Presuming that plaintiff adequately alleged fraud and that the recorded documents' alleged deficiencies are sufficient to declare the documents void, plaintiff must also allege that she will be harmed if the documents are not cancelled. See Cal. Civ. Code § 3412; Zendejas, 2010 WL 2629899, at *7. Plaintiff alleges in her SAC that she will be harmed because U.S. Bank has begun non-judicial foreclosure proceedings against her. (SAC ¶ 22.) Plaintiff suggests that such foreclosure would be inequitable because it would rely on "material mistakes." (Pl.'s Opp'n to Def.'s Mot. to Dismiss at 24:8-11.)
Plaintiff has not alleged that the allegedly forged signature on the Deed of Trust is causally linked with the circumstances leading up to the pending foreclosure, nor has she alleged how the allegedly fraudulent Deed of Trust differs in any way from the Deed of Trust that she represents she signed in 2005. (See id. at 4:5-7.) If the terms of the Deed of Trust are identical to the provisions that plaintiff agreed to or anticipated when she signed the Promissory Note and a separate Deed of Trust in 2005, then any technical deficiencies with the recorded Deed of Trust are not causally related to the harm that plaintiff alleges. Whether a valid Deed of Trust was properly recorded or the allegedly fraudulent Deed of Trust was improperly recorded, plaintiff would be in an identical situation. Plaintiff is therefore relying on a mere technical deficiency, not a material mistake, to avoid foreclosure of her property and has failed to allege that the alleged technical deficiencies are the cause of her harm.*fn4
IV. Motion to Strike
Plaintiff filed a Motion to Strike Defendant's Reply
Brief for failure to reply in strict reply. (Docket No. 24.) Plaintiff argues that U.S. Bank misrepresented her allegations and that the scope of the reply brief exceeded the scope of her opposition.

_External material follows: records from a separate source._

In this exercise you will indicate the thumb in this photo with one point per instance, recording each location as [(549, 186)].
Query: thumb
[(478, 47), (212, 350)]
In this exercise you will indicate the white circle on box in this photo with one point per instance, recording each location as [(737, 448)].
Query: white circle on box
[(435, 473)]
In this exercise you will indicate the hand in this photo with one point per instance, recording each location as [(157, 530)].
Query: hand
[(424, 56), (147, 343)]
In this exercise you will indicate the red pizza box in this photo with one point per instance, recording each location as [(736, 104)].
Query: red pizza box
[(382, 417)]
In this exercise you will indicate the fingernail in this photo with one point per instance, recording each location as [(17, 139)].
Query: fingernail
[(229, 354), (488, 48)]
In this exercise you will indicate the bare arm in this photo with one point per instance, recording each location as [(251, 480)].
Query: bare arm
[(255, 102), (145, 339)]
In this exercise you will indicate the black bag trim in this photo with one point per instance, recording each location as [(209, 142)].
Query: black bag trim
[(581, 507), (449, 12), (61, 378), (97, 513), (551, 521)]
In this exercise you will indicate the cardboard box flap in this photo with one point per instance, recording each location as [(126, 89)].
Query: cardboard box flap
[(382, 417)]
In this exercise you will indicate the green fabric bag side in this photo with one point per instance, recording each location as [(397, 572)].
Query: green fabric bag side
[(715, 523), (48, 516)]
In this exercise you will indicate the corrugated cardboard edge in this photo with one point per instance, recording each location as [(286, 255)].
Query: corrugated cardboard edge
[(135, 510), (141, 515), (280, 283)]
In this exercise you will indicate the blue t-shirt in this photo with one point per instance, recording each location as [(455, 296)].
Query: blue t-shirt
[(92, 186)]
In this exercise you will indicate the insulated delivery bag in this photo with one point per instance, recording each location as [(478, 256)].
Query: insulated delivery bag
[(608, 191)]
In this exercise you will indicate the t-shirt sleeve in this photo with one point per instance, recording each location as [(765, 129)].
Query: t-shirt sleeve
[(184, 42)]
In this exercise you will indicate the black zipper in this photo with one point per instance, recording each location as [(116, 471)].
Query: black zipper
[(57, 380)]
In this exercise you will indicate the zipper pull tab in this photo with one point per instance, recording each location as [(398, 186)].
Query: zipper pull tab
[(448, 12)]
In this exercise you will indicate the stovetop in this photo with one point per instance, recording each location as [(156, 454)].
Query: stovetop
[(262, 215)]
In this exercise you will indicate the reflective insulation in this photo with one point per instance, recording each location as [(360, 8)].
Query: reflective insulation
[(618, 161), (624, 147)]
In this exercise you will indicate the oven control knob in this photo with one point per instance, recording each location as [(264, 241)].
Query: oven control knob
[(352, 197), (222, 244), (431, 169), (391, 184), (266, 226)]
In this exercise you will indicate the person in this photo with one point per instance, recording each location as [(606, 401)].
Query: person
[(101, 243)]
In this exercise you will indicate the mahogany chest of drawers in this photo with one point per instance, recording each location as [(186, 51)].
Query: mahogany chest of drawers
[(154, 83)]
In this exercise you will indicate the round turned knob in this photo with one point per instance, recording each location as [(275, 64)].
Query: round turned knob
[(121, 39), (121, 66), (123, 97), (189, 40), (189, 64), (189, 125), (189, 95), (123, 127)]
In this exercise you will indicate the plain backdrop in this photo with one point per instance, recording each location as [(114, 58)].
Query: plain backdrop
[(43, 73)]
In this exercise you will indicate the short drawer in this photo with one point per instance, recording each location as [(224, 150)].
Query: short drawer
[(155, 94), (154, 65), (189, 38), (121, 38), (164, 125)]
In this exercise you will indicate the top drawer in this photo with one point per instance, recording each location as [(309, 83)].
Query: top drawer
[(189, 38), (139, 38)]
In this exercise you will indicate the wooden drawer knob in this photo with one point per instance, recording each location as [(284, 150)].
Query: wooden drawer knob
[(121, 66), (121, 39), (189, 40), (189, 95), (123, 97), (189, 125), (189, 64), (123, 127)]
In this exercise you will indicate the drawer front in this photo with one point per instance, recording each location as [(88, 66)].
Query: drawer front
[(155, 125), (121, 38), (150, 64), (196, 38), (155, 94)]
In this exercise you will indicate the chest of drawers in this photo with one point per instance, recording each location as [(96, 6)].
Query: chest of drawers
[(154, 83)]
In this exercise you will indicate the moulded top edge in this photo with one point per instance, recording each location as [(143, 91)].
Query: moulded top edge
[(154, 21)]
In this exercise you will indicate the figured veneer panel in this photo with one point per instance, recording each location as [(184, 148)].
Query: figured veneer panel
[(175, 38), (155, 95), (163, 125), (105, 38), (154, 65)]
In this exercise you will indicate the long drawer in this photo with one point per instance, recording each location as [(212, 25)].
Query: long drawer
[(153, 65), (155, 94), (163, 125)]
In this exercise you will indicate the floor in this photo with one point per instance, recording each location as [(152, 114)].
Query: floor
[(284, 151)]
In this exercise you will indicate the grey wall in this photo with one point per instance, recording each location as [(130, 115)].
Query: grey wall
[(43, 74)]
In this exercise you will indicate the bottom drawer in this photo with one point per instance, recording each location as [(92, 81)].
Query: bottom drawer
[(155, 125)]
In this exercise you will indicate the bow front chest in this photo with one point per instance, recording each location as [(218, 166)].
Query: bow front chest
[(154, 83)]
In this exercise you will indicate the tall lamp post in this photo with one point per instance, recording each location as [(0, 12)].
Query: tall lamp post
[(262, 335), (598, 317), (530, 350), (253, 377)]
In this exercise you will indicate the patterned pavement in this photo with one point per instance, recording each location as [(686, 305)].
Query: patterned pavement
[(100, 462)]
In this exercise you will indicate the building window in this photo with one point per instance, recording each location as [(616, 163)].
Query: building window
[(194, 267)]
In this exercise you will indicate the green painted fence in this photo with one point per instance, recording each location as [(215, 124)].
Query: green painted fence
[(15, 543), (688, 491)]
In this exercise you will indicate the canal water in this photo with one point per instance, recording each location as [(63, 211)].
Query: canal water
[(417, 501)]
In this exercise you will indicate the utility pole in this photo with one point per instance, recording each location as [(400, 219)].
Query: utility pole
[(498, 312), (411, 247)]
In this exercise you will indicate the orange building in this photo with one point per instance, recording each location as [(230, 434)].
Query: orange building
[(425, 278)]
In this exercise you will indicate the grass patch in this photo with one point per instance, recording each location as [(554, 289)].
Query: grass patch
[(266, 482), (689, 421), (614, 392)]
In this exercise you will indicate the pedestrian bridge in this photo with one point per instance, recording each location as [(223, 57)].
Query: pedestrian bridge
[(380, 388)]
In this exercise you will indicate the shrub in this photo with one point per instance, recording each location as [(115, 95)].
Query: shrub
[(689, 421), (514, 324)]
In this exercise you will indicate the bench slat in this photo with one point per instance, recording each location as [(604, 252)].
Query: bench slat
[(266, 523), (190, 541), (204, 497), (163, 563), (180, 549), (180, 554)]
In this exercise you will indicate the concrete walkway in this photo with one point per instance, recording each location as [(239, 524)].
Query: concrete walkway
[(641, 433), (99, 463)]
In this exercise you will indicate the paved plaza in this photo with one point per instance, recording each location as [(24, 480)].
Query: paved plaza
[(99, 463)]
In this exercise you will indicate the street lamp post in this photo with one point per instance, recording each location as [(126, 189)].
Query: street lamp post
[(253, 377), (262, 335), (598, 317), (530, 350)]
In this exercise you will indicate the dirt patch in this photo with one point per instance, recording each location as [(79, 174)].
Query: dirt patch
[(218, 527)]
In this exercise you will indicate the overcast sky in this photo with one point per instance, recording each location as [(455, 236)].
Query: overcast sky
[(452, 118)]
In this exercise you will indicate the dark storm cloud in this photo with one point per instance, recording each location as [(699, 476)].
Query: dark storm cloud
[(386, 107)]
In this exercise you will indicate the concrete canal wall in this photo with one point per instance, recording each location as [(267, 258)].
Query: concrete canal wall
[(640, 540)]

Although the court acknowledges that some of U.S. Bank's characterization of plaintiff's allegations may not have been entirely accurate, the scope and nature of U.S. Bank's reply brief was appropriate. Accordingly, the court will deny plaintiff's motion to strike.
IT IS THEREFORE ORDERED that defendant's motion to dismiss be, and the same hereby is, GRANTED.
IT IS FURTHER ORDERED that plaintiff's motion to strike be, and the same hereby is, DENIED.
Plaintiff has twenty days from the date of this Order to file an amended complaint, if she can do so consistent with this Order.